El niño es castigado continuamente porque se mete el dedo en la boca, no para de hacer muecas, deja las cosas desordenadas en su habitación, toca imprudentemente los objetos de valor, etc. Castigándolo por todos estos actos, se llega a no dejarlo vivir. En lugar del proceso asociativo desagradable, que tendría que inhibir cualquier acción prohibida, se crea una disposición de ánimo completamente diferente. Según el temperamento, el niño permanece completamente inhibido, teniendo miedo de todo y dejando de actuar, o por el contrario, como si el castigo no le afectara, se comporta como si fuera insensible a él y se vuelve agresivo.

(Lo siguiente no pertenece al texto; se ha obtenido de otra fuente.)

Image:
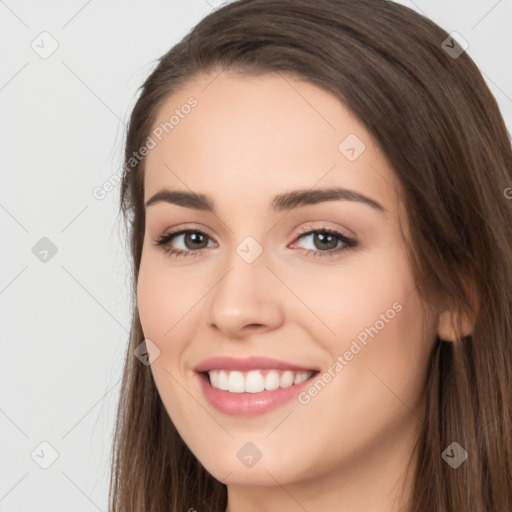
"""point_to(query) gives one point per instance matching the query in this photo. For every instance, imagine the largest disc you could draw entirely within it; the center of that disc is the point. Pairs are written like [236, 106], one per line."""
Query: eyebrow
[281, 202]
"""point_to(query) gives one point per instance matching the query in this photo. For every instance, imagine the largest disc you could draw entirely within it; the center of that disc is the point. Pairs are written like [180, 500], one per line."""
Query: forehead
[259, 136]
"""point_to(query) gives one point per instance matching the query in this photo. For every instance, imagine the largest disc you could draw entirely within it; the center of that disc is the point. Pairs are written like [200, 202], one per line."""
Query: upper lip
[247, 364]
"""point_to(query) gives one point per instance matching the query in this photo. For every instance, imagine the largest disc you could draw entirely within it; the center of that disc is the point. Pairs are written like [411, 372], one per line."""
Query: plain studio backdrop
[68, 79]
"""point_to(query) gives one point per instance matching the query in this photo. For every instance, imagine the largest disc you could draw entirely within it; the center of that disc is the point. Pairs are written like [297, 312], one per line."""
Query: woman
[274, 372]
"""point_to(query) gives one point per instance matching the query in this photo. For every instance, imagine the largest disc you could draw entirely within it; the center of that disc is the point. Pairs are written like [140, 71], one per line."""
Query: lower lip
[249, 404]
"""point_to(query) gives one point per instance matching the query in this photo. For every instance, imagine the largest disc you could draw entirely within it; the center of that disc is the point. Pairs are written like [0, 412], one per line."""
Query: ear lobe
[453, 327]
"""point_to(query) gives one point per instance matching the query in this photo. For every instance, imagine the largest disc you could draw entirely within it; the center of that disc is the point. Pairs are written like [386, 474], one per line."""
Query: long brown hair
[438, 124]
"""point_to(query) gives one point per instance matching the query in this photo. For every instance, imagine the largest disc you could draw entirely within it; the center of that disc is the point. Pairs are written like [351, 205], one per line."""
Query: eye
[192, 239]
[330, 241]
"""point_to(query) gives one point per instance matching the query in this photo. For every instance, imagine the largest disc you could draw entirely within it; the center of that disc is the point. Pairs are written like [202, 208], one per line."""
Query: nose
[247, 299]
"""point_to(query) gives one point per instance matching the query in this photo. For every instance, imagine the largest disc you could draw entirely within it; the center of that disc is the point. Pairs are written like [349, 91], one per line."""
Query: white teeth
[223, 381]
[236, 382]
[286, 379]
[271, 380]
[254, 381]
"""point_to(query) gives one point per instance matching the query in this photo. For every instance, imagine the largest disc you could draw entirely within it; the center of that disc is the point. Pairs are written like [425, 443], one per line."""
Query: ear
[452, 326]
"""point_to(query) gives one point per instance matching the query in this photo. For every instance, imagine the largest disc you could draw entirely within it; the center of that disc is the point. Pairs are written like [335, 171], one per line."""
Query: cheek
[163, 299]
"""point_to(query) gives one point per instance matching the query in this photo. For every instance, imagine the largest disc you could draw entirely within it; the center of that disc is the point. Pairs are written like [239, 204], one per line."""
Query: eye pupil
[320, 240]
[195, 237]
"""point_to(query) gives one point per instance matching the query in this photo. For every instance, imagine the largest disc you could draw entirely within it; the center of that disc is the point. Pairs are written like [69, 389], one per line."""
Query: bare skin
[247, 140]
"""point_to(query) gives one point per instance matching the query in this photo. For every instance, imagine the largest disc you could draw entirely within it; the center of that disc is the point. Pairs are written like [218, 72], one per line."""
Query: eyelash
[163, 240]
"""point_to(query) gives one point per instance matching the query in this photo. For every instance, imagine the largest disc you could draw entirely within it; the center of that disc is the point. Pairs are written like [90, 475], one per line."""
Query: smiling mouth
[255, 381]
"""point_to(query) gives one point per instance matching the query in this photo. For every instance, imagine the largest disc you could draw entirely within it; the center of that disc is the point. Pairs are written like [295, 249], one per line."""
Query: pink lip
[247, 364]
[248, 404]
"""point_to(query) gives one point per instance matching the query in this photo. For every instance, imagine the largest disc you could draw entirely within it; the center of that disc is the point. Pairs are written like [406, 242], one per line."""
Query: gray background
[64, 321]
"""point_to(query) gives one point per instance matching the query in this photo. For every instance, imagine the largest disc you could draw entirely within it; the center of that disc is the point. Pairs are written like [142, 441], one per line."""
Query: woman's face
[261, 278]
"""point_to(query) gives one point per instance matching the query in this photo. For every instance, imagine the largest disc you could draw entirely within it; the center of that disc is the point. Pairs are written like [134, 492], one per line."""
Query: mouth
[251, 386]
[255, 381]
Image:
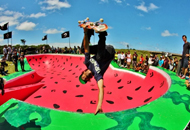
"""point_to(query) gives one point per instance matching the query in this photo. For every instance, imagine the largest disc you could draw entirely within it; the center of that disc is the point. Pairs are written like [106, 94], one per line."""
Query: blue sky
[155, 25]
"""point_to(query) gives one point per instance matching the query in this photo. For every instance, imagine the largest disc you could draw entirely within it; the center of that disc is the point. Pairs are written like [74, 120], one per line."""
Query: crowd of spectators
[141, 63]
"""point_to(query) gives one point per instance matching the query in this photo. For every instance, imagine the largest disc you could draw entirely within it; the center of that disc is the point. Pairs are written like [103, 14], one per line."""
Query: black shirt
[186, 47]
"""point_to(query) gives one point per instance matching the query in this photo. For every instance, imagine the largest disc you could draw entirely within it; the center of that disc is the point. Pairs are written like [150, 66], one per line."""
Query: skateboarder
[98, 64]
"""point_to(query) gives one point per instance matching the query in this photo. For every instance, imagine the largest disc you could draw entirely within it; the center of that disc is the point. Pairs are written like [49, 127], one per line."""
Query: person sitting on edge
[98, 64]
[2, 83]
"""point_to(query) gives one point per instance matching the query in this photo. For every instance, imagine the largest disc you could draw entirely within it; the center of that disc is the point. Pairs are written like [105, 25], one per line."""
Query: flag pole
[69, 42]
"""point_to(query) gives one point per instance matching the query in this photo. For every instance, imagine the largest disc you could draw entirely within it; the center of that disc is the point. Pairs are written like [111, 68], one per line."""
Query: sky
[155, 25]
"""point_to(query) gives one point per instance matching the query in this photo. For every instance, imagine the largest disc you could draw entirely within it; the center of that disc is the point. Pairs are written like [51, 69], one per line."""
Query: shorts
[185, 62]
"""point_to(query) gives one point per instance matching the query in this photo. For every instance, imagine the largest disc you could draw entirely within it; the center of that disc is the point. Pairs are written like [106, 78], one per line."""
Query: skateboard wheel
[101, 20]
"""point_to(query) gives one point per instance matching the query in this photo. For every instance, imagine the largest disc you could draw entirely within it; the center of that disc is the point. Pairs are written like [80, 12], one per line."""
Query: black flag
[65, 34]
[4, 27]
[8, 35]
[44, 38]
[23, 41]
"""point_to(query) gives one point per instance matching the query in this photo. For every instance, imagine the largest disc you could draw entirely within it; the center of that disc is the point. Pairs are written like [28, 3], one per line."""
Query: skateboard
[98, 26]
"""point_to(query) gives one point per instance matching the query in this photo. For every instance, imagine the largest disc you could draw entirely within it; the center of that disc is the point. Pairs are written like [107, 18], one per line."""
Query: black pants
[22, 65]
[103, 52]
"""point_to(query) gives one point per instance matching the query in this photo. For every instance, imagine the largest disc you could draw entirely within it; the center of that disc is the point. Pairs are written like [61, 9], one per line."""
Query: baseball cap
[82, 81]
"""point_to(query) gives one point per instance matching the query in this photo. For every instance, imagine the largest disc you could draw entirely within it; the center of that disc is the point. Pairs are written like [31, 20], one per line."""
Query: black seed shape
[79, 110]
[129, 98]
[32, 76]
[110, 102]
[44, 87]
[147, 99]
[137, 88]
[129, 82]
[151, 89]
[120, 87]
[162, 84]
[119, 81]
[38, 96]
[64, 91]
[93, 102]
[56, 106]
[79, 96]
[93, 89]
[151, 74]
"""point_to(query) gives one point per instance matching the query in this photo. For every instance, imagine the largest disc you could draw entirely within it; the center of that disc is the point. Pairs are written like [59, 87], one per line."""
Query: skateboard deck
[98, 26]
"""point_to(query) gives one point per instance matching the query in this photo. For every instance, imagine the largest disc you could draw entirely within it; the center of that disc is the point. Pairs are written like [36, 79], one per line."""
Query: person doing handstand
[98, 64]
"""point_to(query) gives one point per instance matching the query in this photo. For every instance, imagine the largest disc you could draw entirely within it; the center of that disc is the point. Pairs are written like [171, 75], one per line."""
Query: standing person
[15, 59]
[119, 58]
[129, 57]
[160, 62]
[21, 58]
[185, 56]
[141, 60]
[134, 62]
[98, 64]
[5, 51]
[9, 52]
[122, 58]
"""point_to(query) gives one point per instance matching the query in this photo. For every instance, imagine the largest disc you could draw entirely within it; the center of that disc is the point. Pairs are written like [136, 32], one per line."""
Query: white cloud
[105, 1]
[124, 43]
[166, 33]
[53, 31]
[142, 7]
[11, 17]
[146, 9]
[54, 4]
[37, 15]
[26, 26]
[110, 27]
[118, 1]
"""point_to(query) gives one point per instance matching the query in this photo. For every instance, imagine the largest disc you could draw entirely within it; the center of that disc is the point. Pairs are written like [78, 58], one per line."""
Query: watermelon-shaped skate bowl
[51, 97]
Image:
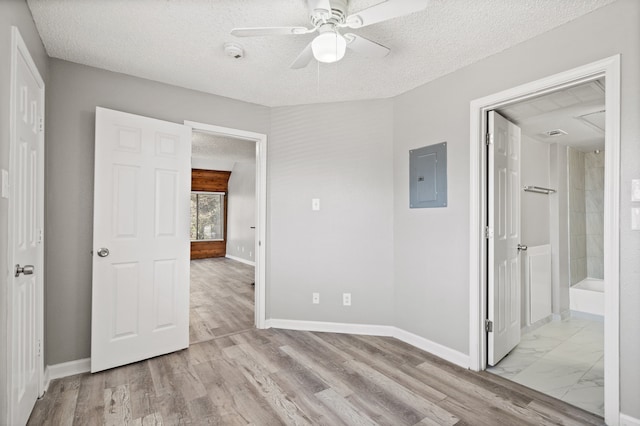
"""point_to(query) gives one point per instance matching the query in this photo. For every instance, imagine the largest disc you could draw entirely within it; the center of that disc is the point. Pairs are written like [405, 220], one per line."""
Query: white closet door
[141, 223]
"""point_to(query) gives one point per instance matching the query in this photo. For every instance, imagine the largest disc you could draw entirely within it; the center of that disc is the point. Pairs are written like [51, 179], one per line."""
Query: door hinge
[488, 326]
[489, 139]
[488, 232]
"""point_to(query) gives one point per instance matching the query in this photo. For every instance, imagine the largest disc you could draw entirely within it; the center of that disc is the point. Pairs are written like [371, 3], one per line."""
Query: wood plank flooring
[221, 298]
[276, 377]
[233, 374]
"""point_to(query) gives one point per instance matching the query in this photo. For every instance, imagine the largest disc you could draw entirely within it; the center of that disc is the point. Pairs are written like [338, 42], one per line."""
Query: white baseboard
[427, 345]
[58, 371]
[628, 420]
[448, 354]
[331, 327]
[241, 260]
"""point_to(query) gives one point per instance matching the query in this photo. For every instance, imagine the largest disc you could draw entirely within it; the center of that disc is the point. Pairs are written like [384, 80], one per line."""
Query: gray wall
[431, 245]
[74, 93]
[16, 13]
[242, 211]
[341, 154]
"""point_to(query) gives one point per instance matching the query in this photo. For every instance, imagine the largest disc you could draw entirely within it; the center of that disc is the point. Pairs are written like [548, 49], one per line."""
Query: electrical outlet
[346, 299]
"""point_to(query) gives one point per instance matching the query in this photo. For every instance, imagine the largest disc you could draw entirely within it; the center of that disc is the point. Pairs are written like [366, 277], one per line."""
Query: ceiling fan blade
[365, 46]
[265, 31]
[320, 6]
[303, 58]
[384, 11]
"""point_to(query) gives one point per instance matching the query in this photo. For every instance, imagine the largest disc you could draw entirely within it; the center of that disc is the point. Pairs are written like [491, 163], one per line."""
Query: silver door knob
[26, 269]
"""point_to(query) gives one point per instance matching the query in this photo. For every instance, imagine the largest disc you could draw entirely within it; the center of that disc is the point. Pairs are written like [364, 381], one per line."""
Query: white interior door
[504, 223]
[26, 210]
[141, 223]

Por consiguiente, se encuentran frente a frente la voluntad del adulto y la obstinación del niño. A veces el adulto es más obstinado que el niño. Quiere el desquite a toda costa, y el niño tiene que obedecerle absolutamente. Hay que reflexionar que la obediencia, desde el punto de vista educacional, no es un fin, sino solamente un medio que tiene que conducir a un fin. Por esto la educación de la obediencia tiene que combatir los movimientos instintivos desordenados del niño; pero no tiene que matar el germen de la personalidad que está naciendo en él y que se irá afirmando con la elección voluntaria de un fin entre varios por el valor con que se presentan estos fines.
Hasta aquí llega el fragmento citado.